The most common question asked by relations and friends of people with alcohol problems was ‘What can I do to help?’ While the World Health Organization defined dependence as ‘when alcohol affects physical, emotional and social functions’, it also applied to the functions of those around someone who struggled with alcohol issues.
During the workshop, case studies were given to groups describing a family of five with two parents who drank the same amount of alcohol per week (over the recommended number of units) but in different social and economic situations. Groups were asked to give examples of the effect of alcohol on the families – depression, break-up of the family, abuse, bad influences on the children leading to trouble at school or with the police, problems with household budget and negative impact on careers.
It was agreed that drinking affected every family differently and that there was no ‘standard’ pattern of what would happen. The environment surrounding the family and alcohol users had a big impact – it was never cut and dried. Alcohol was a short-term coping method, but caused more problems in the long term. Participants discussed what could be done to help families who were experiencing alcohol misuse. The ideal was to catch it early before problems became serious. Failing that, what was necessary was early identification, assessment and referral pathways, coupled with better multi-agency working.
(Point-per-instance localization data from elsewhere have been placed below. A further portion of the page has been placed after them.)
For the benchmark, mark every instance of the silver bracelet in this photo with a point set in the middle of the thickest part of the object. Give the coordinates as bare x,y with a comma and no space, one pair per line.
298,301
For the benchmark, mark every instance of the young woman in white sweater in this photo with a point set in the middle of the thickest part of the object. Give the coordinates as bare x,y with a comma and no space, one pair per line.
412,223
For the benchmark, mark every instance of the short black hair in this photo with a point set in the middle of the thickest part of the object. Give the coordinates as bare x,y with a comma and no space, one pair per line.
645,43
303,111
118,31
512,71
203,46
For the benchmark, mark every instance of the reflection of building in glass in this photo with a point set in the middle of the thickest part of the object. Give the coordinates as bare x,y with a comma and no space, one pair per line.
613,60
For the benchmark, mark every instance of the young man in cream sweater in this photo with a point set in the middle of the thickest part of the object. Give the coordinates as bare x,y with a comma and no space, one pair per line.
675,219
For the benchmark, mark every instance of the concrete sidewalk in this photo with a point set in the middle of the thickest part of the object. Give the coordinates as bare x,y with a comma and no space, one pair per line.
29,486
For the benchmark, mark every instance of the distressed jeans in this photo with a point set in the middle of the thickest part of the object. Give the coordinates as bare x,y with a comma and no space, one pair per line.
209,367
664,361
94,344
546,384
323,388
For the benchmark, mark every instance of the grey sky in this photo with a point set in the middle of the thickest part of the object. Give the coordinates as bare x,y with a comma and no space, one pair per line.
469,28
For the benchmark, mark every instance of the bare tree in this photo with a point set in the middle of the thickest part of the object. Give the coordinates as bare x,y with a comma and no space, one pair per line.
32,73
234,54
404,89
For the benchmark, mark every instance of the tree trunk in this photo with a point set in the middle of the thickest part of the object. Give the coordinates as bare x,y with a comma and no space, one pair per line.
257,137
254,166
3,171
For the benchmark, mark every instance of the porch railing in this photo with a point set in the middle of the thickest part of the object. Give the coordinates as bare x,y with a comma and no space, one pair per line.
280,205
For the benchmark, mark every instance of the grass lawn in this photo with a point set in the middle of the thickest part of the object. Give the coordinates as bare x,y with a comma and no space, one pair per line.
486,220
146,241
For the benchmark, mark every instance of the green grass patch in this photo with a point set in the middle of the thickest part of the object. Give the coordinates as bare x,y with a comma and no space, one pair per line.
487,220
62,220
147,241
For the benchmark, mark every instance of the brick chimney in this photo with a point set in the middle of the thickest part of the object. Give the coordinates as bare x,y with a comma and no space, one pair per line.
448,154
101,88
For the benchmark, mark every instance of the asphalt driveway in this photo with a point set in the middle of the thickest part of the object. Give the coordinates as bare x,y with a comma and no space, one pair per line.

Effective approaches to helping family members included online forums, recovery communities, and workplace counselling and referrals. It was essential to know what different services were available and to recognise that treatment did not necessarily mean abstinence.
Alcohol was all around us, in our society, community and families, said Lauren Booker, and there was a lot we could do about alcohol-related harm. However, it would be a slow process, in the same way that society eventually began to realise that tobacco was harmful and the culture around it changed. ‘
We are at the start of a long-term mission to change the way the nation drinks,’ she said.